I have to parse an HTML text and take out all the iframe, script and input elements and width attributes from table tr td.Finally i have to look for tr widthout td inside(nested)
My regular expression is something like this:
<tr>[^<td>]*<\/tr>|<script[^<]*>.*[\s\S]*<\/script>|
<iframe[^<]*>.*[\s\S]*<\/iframe>|
<(?:table|td|tr)[^<>]+style\s*=\s*(?:"|').*width(?:=|\:)\w*\W?(?:"|')|<(?:table|td|tr) [^<>]+width\s*(?:=|:)\s*(?:"|')?\w*(?:"|')?

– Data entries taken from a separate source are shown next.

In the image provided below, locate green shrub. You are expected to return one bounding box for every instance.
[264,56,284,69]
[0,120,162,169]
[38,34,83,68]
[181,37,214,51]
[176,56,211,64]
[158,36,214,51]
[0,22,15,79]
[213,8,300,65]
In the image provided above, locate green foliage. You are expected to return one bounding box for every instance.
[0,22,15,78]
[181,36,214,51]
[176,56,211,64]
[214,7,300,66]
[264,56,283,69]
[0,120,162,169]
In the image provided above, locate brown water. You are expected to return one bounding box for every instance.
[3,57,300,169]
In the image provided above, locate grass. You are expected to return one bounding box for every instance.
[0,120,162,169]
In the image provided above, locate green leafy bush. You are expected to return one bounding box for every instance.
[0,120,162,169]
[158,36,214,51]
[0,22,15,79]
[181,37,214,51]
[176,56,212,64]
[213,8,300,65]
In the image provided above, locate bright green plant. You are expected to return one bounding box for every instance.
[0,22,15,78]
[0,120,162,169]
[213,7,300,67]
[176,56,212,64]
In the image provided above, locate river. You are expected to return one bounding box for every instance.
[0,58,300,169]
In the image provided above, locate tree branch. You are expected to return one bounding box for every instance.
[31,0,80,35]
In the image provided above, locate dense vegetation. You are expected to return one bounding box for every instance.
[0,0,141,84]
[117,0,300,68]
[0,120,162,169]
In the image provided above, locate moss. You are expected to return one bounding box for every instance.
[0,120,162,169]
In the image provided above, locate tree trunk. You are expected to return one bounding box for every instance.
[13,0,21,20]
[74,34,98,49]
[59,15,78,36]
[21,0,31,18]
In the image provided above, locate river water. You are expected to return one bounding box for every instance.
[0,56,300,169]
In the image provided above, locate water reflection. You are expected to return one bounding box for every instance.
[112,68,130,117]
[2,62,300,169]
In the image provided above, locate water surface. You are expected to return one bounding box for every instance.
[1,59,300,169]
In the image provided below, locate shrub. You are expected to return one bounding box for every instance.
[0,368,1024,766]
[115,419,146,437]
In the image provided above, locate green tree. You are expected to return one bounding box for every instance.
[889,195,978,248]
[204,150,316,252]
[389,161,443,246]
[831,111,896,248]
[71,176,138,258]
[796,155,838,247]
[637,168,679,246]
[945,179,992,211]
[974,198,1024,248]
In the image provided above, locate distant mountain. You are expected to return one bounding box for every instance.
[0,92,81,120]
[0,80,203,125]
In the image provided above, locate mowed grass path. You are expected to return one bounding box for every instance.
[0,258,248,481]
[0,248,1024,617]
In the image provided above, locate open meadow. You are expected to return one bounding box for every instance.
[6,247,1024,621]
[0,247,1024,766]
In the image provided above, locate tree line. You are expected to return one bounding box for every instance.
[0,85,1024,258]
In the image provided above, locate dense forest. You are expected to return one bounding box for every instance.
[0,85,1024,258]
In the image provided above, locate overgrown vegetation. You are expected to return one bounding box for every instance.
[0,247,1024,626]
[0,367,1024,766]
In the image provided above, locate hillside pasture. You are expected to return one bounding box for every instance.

The first look for TR without nested TD , the second looks for iframes elements and the third one looks for TABLE|TD|TR with style attributes containing width style or TABLE|TD|TR directly with the width attribute
My problem:
I am using the following Javascript code generated by the regex101.com :
while ((m = re.exec(st)) != null) {
if (m.index === re.lastIndex) {
re.lastIndex++;
}
if(m.search(...)){}else if(m.search(...))else ...
The problem is that inside the if statements i have to know which pattern was find , Was the TR without nested TD ? Was the Iframe ? Was the width attribute ? How can i optimize the code without have to use this kinf of logic ? Capturing Groups ?
This text is inserted in a textarea field of a web page, so sometimes could be just normal text, the problem is when users copy and paste html code without knowing into the textarea.